Tribal Chairman Cedric Cromwell has said he doesn’t consider the decision to be a setback, especially since the tribe has been granted the right to be included in the case, which was originally filed against the Department of the Interior.
Cromwell told the Taunton Daily Gazette, “The United States has a full opportunity here to further address our request to have our land in trust and we expect any setback caused by the court’s initial decision will be temporary,” he said. Cromwell said that the Interior Department, “is free and fully able to consider (the criteria) under the first part of the statute” dealing specifically with the government’s authority to take land into trust ‘for Indian tribes under federal jurisdiction.’ ”
On the other hand, the lead plaintiff, East Taunton land owner Michelle Littfiefield, has said that she too is happy with the court’s ruling. “This reaffirms what we’ve said all along,” she declared. About two-dozen persons are included in the complaint.
She opined that the Interior Department is unlikely to rewrite its 2015 decision to fit the requirements of the court.
At the moment all construction on the casino is in limbo.
The tribe’s backer, the Genting Group, has so far stood by the tribe. So has the city of Taunton, which will be paid $8 million a year if the casino opens.
Meanwhile, the Massachusetts Gaming Commission, which earlier declined to issue a license for the southeastern gaming zone to the lone proposal—a casino in Brockton— in deference to the Taunton casino—because it didn’t want to have two casinos competing in the same market— last week expressed frustration that the region. That part of Massachusetts, one of the most “economically disadvantaged and challenged” in the state according to one commissioner, would not benefit from the economic engine of a casino.
Commission member Lloyd MacDonald said, “Once the legal landscape is clarified, I hope we all work diligently to respond to the economic need in that region.”
MacDonald was the only commissioner who voted in favor of the Brockton casino last April.

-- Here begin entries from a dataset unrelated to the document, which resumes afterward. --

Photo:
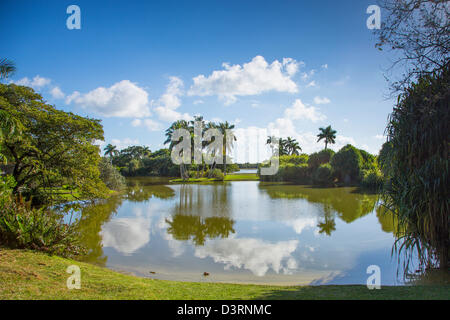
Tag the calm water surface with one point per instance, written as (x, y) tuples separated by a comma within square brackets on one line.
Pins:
[(243, 232)]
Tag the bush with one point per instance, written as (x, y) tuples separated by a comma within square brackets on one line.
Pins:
[(110, 176), (372, 179), (323, 175), (321, 157), (217, 174), (24, 227), (295, 173), (294, 159), (347, 164)]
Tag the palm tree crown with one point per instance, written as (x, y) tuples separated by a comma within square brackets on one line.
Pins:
[(327, 134), (7, 68)]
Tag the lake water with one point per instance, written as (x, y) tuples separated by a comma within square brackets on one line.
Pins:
[(242, 232)]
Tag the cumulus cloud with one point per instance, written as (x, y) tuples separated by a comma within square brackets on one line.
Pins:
[(252, 78), (320, 100), (168, 103), (122, 99), (124, 143), (311, 84), (299, 111), (127, 235), (37, 82), (150, 124), (256, 255)]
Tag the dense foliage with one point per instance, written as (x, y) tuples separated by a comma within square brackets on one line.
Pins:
[(49, 148), (417, 160)]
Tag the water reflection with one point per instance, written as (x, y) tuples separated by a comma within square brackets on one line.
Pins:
[(239, 232)]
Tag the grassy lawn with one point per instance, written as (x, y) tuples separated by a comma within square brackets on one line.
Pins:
[(228, 177), (30, 275), (242, 177)]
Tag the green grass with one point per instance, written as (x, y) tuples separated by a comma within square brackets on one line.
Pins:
[(228, 177), (242, 177), (32, 275)]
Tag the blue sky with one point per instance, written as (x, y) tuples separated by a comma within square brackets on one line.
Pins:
[(285, 66)]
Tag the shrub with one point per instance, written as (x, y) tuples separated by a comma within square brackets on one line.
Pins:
[(295, 173), (372, 179), (321, 157), (24, 227), (217, 174), (347, 164), (294, 159), (110, 175), (417, 191), (323, 175)]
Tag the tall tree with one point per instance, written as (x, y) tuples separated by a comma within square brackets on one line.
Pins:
[(418, 32), (53, 148), (7, 68), (179, 124), (292, 146), (328, 135), (111, 151), (225, 129)]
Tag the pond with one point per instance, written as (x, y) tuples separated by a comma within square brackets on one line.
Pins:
[(241, 232)]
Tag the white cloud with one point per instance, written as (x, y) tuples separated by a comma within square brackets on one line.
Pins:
[(37, 82), (311, 84), (150, 124), (299, 111), (127, 235), (307, 75), (198, 102), (57, 93), (124, 143), (122, 99), (256, 255), (168, 103), (319, 100), (252, 78)]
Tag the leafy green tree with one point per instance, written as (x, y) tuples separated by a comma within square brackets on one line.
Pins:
[(417, 191), (54, 148), (225, 129), (111, 151), (347, 164), (179, 124), (110, 175), (7, 68), (318, 158), (292, 146), (328, 135)]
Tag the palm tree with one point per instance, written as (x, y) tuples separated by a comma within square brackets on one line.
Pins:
[(10, 129), (282, 145), (328, 134), (228, 140), (179, 124), (292, 146), (198, 148), (7, 68), (110, 151)]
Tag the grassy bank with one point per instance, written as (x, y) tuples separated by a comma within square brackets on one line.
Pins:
[(31, 275), (228, 177)]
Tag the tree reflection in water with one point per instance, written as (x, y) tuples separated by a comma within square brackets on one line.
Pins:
[(345, 203), (201, 213)]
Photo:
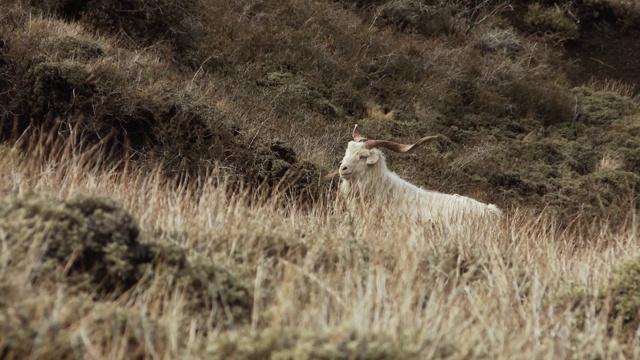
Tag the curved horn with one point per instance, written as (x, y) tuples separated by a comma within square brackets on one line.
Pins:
[(397, 147), (356, 135), (393, 146)]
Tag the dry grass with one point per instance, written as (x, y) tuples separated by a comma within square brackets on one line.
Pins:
[(325, 285), (237, 275)]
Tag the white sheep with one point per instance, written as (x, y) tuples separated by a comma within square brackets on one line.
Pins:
[(366, 178)]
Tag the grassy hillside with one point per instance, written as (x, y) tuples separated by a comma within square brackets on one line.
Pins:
[(168, 179)]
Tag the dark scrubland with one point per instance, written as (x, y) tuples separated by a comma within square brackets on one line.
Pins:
[(168, 169)]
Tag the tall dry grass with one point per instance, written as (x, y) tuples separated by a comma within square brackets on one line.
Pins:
[(325, 284)]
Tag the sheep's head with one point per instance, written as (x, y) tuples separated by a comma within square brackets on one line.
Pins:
[(362, 153)]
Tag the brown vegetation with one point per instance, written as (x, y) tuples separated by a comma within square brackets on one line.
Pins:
[(167, 185)]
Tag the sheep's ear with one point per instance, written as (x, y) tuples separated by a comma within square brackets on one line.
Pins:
[(372, 158)]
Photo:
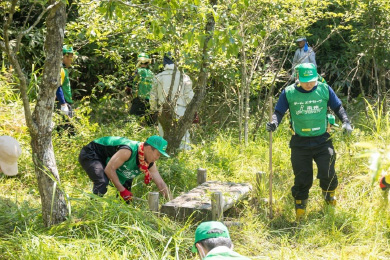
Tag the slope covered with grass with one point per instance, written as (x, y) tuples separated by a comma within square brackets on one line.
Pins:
[(106, 228)]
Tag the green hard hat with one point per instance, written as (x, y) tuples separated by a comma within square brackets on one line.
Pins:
[(143, 55), (67, 49)]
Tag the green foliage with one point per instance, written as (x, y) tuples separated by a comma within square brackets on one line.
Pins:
[(107, 228)]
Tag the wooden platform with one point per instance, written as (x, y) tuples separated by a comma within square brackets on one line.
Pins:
[(197, 202)]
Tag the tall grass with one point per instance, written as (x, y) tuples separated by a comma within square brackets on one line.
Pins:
[(106, 228)]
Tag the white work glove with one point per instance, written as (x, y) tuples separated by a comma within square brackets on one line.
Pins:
[(65, 109)]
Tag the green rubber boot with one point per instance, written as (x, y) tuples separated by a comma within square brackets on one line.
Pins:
[(300, 209), (329, 197)]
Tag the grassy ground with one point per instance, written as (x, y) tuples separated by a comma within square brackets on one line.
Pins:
[(106, 228)]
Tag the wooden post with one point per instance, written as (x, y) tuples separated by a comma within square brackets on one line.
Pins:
[(153, 199), (217, 204), (202, 175), (260, 179), (270, 161)]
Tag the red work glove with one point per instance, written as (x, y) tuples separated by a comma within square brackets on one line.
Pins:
[(383, 184), (126, 195)]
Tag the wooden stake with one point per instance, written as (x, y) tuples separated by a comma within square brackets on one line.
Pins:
[(153, 199), (270, 160), (202, 175), (217, 206)]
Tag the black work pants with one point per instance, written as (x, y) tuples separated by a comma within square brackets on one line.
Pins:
[(95, 170), (302, 163), (94, 166)]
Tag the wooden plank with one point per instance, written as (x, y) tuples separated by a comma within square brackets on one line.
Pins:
[(197, 202)]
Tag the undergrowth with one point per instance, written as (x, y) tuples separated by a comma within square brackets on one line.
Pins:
[(107, 228)]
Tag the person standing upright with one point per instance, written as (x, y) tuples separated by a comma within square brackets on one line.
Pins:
[(141, 82), (64, 91), (308, 101)]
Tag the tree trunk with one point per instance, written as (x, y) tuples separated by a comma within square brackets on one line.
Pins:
[(54, 208), (245, 86), (174, 129)]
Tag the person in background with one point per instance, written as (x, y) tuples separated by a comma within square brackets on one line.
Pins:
[(304, 53), (212, 241), (9, 153), (308, 101), (120, 160), (64, 91), (384, 182), (141, 82), (181, 94)]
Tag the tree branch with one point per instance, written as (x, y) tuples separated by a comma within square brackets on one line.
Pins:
[(23, 33)]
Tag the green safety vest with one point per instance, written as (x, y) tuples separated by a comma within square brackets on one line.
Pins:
[(65, 84), (308, 110), (145, 82), (129, 169)]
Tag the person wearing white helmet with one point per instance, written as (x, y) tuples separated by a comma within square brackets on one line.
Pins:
[(141, 82), (304, 53), (9, 153)]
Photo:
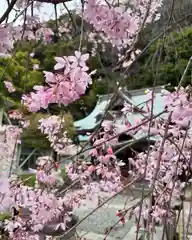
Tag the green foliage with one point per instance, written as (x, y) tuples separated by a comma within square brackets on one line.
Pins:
[(164, 62), (19, 71)]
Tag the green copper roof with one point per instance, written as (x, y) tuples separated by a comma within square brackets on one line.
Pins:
[(139, 97), (91, 120)]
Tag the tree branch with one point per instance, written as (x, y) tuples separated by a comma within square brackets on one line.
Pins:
[(9, 9)]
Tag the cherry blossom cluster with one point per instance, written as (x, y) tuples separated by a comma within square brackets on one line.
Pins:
[(53, 128), (167, 164), (120, 25), (102, 174), (9, 139), (64, 87), (36, 207)]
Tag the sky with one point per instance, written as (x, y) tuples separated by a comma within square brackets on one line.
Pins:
[(47, 10)]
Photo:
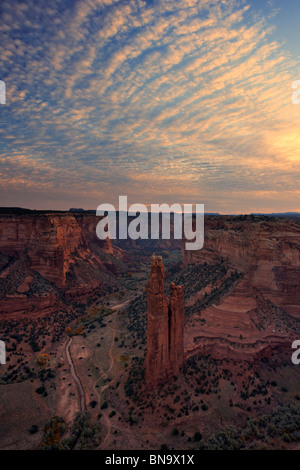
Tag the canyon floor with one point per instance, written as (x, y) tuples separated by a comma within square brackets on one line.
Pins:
[(218, 400)]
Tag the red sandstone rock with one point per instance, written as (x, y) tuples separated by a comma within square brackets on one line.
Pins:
[(62, 248), (165, 327), (257, 314)]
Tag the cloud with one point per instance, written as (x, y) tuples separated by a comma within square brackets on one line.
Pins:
[(192, 96)]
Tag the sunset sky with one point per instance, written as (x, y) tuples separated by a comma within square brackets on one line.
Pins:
[(186, 101)]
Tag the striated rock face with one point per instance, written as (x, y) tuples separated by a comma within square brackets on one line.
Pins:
[(165, 327), (46, 255), (261, 311), (266, 251)]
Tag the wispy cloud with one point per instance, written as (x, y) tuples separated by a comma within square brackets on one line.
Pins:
[(186, 100)]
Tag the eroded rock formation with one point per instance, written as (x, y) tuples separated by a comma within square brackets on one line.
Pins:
[(46, 256), (165, 327), (261, 311)]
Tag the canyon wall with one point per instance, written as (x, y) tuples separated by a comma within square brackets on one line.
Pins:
[(45, 255), (261, 309), (265, 250)]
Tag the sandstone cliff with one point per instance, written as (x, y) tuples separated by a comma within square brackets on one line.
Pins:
[(261, 310), (46, 255), (165, 327)]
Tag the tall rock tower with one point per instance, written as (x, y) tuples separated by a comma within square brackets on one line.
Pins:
[(165, 327)]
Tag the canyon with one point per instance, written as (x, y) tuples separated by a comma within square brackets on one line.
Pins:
[(49, 258), (261, 311)]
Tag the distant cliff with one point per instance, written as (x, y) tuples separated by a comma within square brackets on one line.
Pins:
[(165, 327), (266, 250)]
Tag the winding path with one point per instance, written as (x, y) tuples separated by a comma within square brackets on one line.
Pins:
[(76, 378)]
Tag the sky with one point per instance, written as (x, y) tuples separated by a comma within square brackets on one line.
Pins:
[(164, 101)]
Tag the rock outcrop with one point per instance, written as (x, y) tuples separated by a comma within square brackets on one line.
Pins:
[(45, 256), (261, 311), (165, 327)]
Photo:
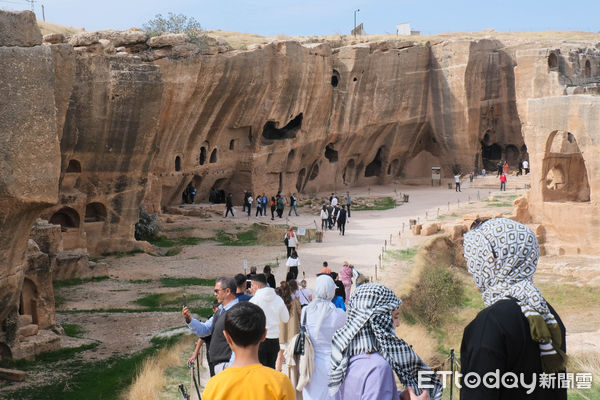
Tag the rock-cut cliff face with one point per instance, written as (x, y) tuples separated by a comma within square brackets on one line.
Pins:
[(95, 125)]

At the time when the proponents of the Brockton proposal were making their case, one of their selling points was that the casino could be up and running by 2017. Their other point was that the lawsuit against the tribe had the potential to slow down their casino by years.
The commission majority didn’t buy those arguments. It now finds itself with something approaching buyer’s remorse. Recently Stephen P. Crosby, chairman of the commission, said at a meeting, “We’ve got to figure out how to make something happen,” but said that for the moment the panel would “sit tight.” He noted that a casino in the region would generate between $50 million to $100 million in state taxes. “That’s the tension we are wrestling with,” he said.
On the other hand, if the commission HAD granted the license to the Brockton casino, it would have lost out completely on the casino tax from the tribe. The tribal state gaming compact obligates the tribe to pay 17 percent if it has a monopoly in the region.
The tribe would still have the option of seeking the license itself, independent of its status of having the land in trust. Littlefield says she would not object to that, but only objects to the land being sovereign tribal land.